Halver.. Seit fast 300 Jahren lebt die Familie Eicker auf dem Grundstück der heutigen Beverstraße 65; im Jahr 1720 zog die Familie von der Ortslage „Auf dem Eicken“ hierher. Zu Beginn lebten die Eickers von der Landwirtschaft, später kamen unterschiedliche Industriezweige hinzu. Heute betreibt Ruthild Eicker in dem ehemaligen Fabrikgebäude eine Musikschule. Und die feiert in diesem Jahr ihr 25-jähriges Jubiläum.

„Früher wurde hier Metall geschmiedet, heute schmieden wir Töne“, sagt Ruthild Eicker in Anspielung auf die Vergangenheit des Gebäudes. Schon ihr Urgroßvater August Eicker senior betrieb auf dem Grundstück eine Schmiede. Ihr Großvater August junior baute eine Landmaschinenwerkstatt auf und führte im Nebenerwerb einen Bauernhof fort. Ruthilds Vater Ernst-August Eicker schließlich gründete ca. 1960 eine Werkzeugfabrik und produzierte vor allem Schraubendreher, aber auch Rasenmähermesser. 40 Jahre lang, bis zum Ruhestand im Jahr 2000, führte er das Unternehmen.

Zu diesem Zeitpunkt hatte sich Tochter Ruthild bereits ganz der Musik verschrieben. Ab ihrem fünften Lebensjahr erhielt sie Orgelunterricht, später auch Klavierunterricht. Gleichzeitig absolvierte sie erste Bühnenauftritte als Sängerin mit ihrer Familie. Kein Wunder, schließlich wurde ihr Vater bereits mit 16 Jahren Chorleiter und übte dieses Hobby 60 Jahre lang aus, unter anderem mit dem Chor „Wir singen für Jesus“ (siehe unten).
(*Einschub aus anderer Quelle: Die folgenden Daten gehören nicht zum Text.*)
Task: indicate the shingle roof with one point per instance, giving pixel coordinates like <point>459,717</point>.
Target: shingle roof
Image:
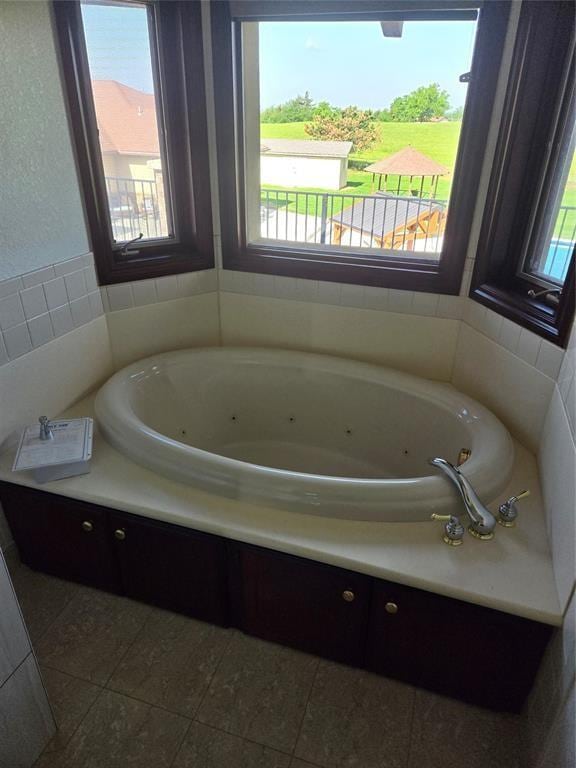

1986 gründete Ruthild Eicker ihre eigene Musikschule. Zunächst fand der Unterricht in einem Raum in der Privatwohnung statt. Nachdem ihr Vater den Betrieb aufgegeben hatte, bauten Ruthild Eicker und ihr Mann Michael Grothe das Firmengebäude für ihre Zwecke um. Dort, wo früher die Produktionsmaschinen standen, finden sich heute zwei Unterrichtsräume in freundlichen Farben. Wo früher die Griffe der Schraubendreher montiert wurden, ist heute ein Akustik-Raum für Schlagzeug-Unterricht und Studio-Aufnahmen.

Schon der Großvater
leitete Posaunenchor

Die Musik scheint den Eickers allerdings im Blut zu liegen. „Von meinem Urgroßvater ist überliefert, dass er mit dem Akkordeon zum Tanz aufgespielt hat“, weiß Ruthild Eicker aus alten Aufzeichnungen. Der Großvater leitete jahrzehntelang den Posaunenchor und den Chor der Freien evangelischen Gemeinde Bever, der Vater gründete den Chor „Wir singen für Jesus“. Und auch der Vater ihrer Mutter, der aus Ostpreußen stammt, spielte Geige.
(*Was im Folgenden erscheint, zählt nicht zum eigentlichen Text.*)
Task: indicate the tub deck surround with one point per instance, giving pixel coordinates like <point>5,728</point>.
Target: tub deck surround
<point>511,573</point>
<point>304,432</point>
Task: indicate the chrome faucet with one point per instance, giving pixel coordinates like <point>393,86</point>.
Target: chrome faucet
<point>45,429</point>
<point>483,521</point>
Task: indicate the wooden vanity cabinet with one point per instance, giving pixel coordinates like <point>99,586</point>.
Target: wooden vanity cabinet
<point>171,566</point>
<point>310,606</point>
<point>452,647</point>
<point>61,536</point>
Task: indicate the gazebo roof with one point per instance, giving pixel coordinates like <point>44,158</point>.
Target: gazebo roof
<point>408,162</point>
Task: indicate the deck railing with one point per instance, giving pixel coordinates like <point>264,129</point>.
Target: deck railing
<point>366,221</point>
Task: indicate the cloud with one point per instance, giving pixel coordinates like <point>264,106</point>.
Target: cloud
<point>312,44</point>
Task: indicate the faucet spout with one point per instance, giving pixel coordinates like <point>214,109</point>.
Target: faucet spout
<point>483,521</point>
Heute dreht sich in dem alten Fabrikgebäude alles um das Thema Musik. „Wir sind sozusagen eine Music-Factory“, sagt Ruthild Eicker mit einem Schmunzeln. Viele hundert Schüler aller Altersgruppen haben in den vergangenen 25 Jahren hier das Musizieren gelernt. „Es gibt Schüler, die kommen zehn Jahre oder noch länger zu uns“, freut sich Ruthild Eicker.
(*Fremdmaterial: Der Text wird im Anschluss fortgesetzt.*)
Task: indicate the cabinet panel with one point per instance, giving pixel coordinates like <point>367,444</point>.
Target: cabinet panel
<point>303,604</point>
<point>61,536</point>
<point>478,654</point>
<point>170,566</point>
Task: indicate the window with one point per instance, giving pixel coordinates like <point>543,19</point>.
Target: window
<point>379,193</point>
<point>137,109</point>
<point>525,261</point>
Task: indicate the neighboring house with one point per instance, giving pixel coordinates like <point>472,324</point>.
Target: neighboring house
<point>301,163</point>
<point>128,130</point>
Während der Gesangsunterricht meist von Jugendlichen und Erwachsenen gebucht wird, finden sich für den Instrumentalunterricht Schüler aller Altersklassen in der Bever ein. Das Notenlesen ist dabei keine Voraussetzung für den Unterricht. „Das lernen die Schüler nebenbei“, so Eicker, die betont: „Man braucht keine Vorkenntnisse.“ Eines ist allerdings unerlässlich, wenn man sich verbessern will: Fleiß. Ohne tägliches Training wird sich der Erfolg in der Regel nicht einstellen. Deshalb ist für Eicker eines klar: „Man muss darauf achten, dass die Schüler zu Hause üben.“ Der Unterricht in der Musikschule selbst erfolgt größtenteils als Einzelunterricht oder in kleinen Gruppen. Eicker: „Beim Einzelunterricht geht man so auf jeden Schüler ein, dass es passt.“ Besonders schön sei es, wenn man sehe, wie sich Schüler weiterentwickeln. Wie z.B. Fred und Chris Schönnenberg, zwei ehemalige Schüler, die sich inzwischen mit der Band „Normal ist anders“ einen Namen gemacht haben.